Oxford: Clarendon Press, 1991, xiii+337 p.

* * * * * * * * * *

翻訳では原著にあった「中世の典礼書の現代校訂版やファクシミリ版の内容と構成を詳説した実践編」である第四部を割愛。

定訳のない教会用語の訳語として、本書は二つの原則を立てる。
1.ミサ通常文やカンティクムの各曲のように、楽語ともみなし得る用語、およびそのほかの、やはり式文全体をさすものとして用語化しているラテン語の冒頭語は、ラテン語のカナ表記とする。
2.訳語を用いる場合には、原則として第二ヴァティカン公会議以前の日本のカトリック教会である程度一般的だったと考えられる旧称を優先的に用いる。

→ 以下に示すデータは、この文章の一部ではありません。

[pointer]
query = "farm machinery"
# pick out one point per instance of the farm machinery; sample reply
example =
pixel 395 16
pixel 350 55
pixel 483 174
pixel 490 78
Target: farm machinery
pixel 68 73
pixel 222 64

ただし第十一章では、日本聖公会(英国国教会系教派)の文語祈祷書の表現を用いる。その際、整合をはかるため、それ以前の章で用いた該当語を[ ]で補記する。なお「詩篇」の字は用いず、翻訳書全体を通じて「詩編」で統一する。

カトリック典礼用語の手頃な参考書として、
小林珍雄『キリスト教用語辞典』(東京堂出版 1954)
川口洋『キリスト教用語独和小事典』(同学社 1996)

川口の小事典は紙数の関係で当初の項目数を大幅に減らしたらしい。もったいない。小林の辞書には本当にお世話になった。若い頃はこれがなければ教会史の研究書が読めなかった。

教会史の用語辞典といえば、上智大学から出版されている『新カトリック大事典』。確かに使えるが、3巻までしか目にしていない。最終巻はいつ出るのだろう。デジタルデータもあるのだろうから、CDロムバージョンも出してほしい。